• Author(s): Jonathan Roberts, Kai Han, Neil Houlsby, Samuel Albanie

The paper introduces SciFIBench, a benchmark designed to evaluate the capabilities of large multimodal models (LMMs) in the domain of scientific research, specifically focusing on the interpretation of scientific figures. LMMs have demonstrated flexibility and generalizability across various tasks and fields, yet their potential in aiding scientific research remains underexplored. Understanding and interpreting figures is a crucial aspect of scientific research, as figures provide a rich, compressed source of complex information.

SciFIBench comprises a 1000-question gold set of multiple-choice questions, divided into two tasks across 12 categories. These questions are curated from figures and captions in computer science papers on arXiv. The curation process involves adversarial filtering to identify challenging negatives and human verification to ensure quality control.

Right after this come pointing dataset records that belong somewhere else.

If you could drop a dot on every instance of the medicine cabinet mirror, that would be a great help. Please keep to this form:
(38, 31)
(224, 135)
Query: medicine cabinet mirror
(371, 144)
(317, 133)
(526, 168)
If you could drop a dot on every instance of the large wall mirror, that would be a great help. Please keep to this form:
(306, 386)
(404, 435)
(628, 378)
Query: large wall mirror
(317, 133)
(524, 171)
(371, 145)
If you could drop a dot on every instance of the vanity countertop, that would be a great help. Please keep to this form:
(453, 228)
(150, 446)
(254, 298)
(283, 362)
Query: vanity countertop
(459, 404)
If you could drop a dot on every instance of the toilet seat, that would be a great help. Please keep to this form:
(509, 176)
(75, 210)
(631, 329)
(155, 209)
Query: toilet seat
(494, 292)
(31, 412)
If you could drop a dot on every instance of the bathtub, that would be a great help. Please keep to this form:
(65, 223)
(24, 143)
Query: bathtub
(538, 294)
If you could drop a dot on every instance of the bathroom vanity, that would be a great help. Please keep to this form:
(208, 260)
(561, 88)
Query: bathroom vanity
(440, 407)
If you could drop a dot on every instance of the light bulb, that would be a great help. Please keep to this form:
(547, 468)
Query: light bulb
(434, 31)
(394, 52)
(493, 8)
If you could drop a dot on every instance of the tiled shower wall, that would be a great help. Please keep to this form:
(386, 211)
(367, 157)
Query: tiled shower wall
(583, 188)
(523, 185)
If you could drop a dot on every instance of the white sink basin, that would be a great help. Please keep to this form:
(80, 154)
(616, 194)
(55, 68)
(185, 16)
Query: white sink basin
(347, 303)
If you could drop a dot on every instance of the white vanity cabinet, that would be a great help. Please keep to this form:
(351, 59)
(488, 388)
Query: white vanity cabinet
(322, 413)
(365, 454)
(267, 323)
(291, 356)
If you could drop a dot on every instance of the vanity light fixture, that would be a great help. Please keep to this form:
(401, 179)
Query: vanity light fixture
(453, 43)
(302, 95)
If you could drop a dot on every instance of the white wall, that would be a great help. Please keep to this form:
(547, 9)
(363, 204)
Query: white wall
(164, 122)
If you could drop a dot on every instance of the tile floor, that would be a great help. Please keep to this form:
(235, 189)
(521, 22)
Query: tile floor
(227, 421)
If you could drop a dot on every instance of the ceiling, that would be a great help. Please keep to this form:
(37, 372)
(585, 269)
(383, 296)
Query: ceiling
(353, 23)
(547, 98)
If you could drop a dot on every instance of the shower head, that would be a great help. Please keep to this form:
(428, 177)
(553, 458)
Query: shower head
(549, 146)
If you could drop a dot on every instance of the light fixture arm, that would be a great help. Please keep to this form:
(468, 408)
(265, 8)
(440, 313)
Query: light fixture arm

This rigorous process ensures that the benchmark is both comprehensive and challenging.

The paper evaluates 26 LMMs using SciFIBench, revealing that the benchmark poses significant challenges for these models. The evaluation highlights the current limitations of LMMs in understanding and reasoning about scientific figures. Additionally, the paper investigates the alignment and reasoning faithfulness of the LMMs on augmented question sets derived from the benchmark, providing further insights into the models’ performance.

SciFIBench is released to the research community to encourage progress in the development of LMMs capable of effectively interpreting scientific figures. By providing a standardized and challenging benchmark, SciFIBench aims to drive advancements in this area, ultimately enhancing the utility of LMMs in scientific research. This benchmark represents a significant step towards better understanding and improving the capabilities of LMMs in the interpretation of complex scientific information.